En Uruguay,dans le nord-est de la périphérie de Montevideo, une dizaine de femmes issues de familles défavorisées s’emploient à réhabiliter cette architecture « primitive ». Dans l’idée de se fabriquer leur propre maison et de permettre aux habitants des asentamientos (bidonvilles) d’en faire autant, elles ont monté une coopérative, Wayra, pour enseigner et expérimenter diverses techniques de construction en terre. À deux bornes de l’arrêt de bus Progreso, un chemin conduit au terrain qu’elles occupent illégalement, comme la majorité des parcelles habitées dans ces quartiers. La plus jeune des membres du groupe, Leticia, 24 ans, me raconte comment elle a atterri là : « Pour vivre, je fabrique des bijoux, des jouets avec ce que je récupère et je jongle dans la rue. Mais c’est pas avec ça que je pourrai me payer un loyer. C’est pour ça que ce groupe de femmes m’a intéressée. Je me suis dit que la seule façon de s’en sortir était de construire soi-même sa maison. Et pour qu’elle dure, il faut bien apprendre ! Il y a une dynamique forte dans ce groupe et une très grande solidarité, ça fait du bien. Ça a commencé doucement, mais plus on avance, plus on se sent soudées. »

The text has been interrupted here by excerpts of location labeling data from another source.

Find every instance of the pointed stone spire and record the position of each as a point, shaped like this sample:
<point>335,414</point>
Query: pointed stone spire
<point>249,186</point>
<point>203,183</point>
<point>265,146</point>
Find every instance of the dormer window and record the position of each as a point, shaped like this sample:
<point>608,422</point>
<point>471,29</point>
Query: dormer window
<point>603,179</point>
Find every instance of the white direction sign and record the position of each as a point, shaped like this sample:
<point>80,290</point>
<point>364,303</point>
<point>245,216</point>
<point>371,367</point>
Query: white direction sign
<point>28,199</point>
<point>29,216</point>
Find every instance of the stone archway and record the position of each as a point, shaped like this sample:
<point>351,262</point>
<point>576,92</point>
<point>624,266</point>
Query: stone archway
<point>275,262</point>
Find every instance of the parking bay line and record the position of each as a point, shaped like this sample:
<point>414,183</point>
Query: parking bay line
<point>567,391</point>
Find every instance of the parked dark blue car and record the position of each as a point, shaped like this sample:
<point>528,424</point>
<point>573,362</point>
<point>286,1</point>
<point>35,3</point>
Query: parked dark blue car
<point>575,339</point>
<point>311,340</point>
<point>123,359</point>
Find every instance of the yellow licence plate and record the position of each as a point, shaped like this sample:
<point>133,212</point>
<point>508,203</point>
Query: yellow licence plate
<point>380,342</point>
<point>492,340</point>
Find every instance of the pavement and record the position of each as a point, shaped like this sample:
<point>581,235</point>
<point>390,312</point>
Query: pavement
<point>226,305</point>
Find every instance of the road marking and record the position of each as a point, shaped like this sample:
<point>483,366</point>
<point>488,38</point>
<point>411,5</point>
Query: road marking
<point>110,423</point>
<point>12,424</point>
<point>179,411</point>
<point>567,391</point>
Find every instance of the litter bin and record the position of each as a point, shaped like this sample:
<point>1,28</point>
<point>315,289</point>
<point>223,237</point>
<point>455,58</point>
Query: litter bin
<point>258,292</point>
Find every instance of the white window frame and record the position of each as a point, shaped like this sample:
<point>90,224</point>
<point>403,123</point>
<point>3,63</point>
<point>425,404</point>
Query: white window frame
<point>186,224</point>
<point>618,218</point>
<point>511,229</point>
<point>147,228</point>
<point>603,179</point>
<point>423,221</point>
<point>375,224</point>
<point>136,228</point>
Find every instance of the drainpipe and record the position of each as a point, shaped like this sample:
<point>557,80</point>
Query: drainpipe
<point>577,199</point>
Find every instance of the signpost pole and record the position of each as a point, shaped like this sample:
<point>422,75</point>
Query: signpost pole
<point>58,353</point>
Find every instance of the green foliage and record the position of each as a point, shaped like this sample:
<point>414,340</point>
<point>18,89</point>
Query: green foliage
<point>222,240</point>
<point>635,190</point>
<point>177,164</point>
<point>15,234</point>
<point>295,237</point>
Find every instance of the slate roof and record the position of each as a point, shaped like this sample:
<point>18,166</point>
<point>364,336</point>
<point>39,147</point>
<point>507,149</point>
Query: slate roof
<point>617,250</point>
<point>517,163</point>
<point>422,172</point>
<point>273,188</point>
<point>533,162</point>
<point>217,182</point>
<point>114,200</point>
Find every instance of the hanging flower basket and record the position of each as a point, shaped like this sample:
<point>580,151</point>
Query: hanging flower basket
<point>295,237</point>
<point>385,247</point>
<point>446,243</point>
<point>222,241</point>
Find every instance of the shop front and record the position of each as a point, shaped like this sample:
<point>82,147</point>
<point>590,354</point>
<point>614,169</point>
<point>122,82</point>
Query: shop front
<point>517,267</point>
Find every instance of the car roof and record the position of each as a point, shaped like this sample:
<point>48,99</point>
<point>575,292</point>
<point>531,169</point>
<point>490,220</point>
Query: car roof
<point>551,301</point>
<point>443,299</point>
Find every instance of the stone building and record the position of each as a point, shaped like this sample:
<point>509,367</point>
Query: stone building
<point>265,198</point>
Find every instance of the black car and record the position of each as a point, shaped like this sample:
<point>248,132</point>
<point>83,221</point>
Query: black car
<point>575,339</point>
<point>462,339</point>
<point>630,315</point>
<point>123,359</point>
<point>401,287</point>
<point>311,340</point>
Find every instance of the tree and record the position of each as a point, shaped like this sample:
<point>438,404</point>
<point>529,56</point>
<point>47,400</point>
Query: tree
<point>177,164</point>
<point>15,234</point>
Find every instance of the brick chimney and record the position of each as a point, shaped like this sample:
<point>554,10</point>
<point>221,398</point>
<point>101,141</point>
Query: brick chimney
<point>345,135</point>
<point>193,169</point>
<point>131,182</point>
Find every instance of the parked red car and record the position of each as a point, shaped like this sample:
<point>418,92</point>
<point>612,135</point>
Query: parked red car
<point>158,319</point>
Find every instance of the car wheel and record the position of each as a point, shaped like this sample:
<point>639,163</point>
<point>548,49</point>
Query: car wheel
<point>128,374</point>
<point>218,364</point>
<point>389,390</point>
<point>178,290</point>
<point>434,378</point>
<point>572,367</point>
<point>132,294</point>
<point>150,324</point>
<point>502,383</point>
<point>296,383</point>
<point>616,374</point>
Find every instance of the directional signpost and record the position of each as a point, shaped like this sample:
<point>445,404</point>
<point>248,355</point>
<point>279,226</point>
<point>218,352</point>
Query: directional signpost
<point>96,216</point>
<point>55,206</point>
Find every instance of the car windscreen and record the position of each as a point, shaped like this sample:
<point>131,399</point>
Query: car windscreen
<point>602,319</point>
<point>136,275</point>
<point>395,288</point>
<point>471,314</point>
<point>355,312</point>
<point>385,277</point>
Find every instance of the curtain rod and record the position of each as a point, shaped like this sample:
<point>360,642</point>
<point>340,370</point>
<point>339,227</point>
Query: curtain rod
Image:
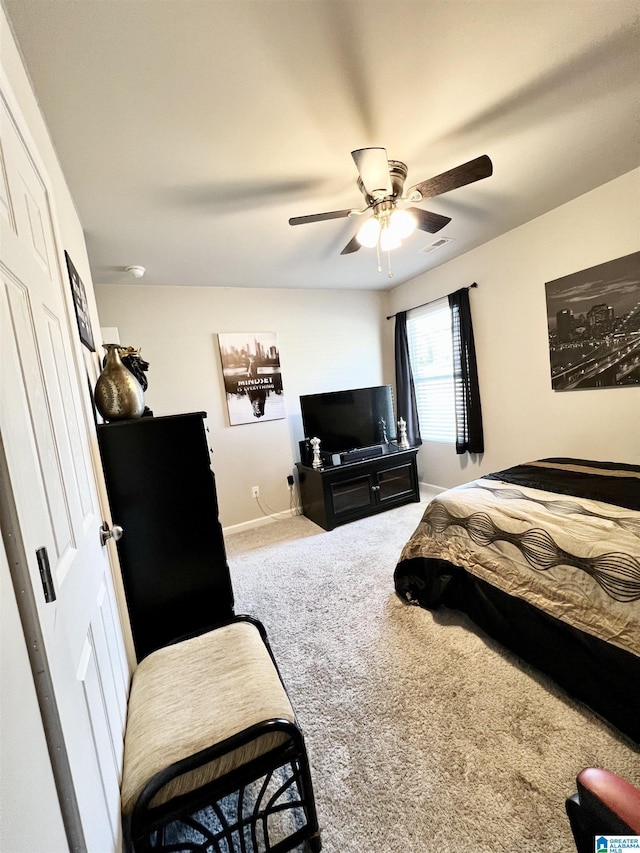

Leticia et ses copines se retrouvent là trois jours par semaine. Un petit abri en bois de récupération leur permet de stocker le matériel qu’on leur prête et de faire sécher les adobes (briques de terre crue) qu’elles fabriquent. Tout est partagé collectivement : le boulot, les repas, les projets en cours. Une fois par mois elles animent des ateliers ouverts au public où des invités extérieurs présentent leur savoir-faire. Elles font aussi des interventions dans différents quartiers de la capitale, histoire de se faire connaître et de montrer qu’il y a mieux et moins cher que les assemblages de tôles ou les sangsues du parc immobilier. Elles passent rarement inaperçues. En Uruguay, peu de gens sont ravis de l’endroit où ils habitent, d’où une curiosité croissante pour l’expérience de Wayra. Elles ont gagné un sacré pari, d’autant qu’en Amérique Latine, le monde de la construction est masculin à plus de 90 % et que les femmes n’y sont pas franchement les bienvenues. « Notre idée maintenant, conclut Leticia, c’est de proposer un système autoconstructif pour les asentamientos de Montevideo : pour que les gens puissent vivre dignement. »

Article publié dans le n° 31 de CQFD, février 2006.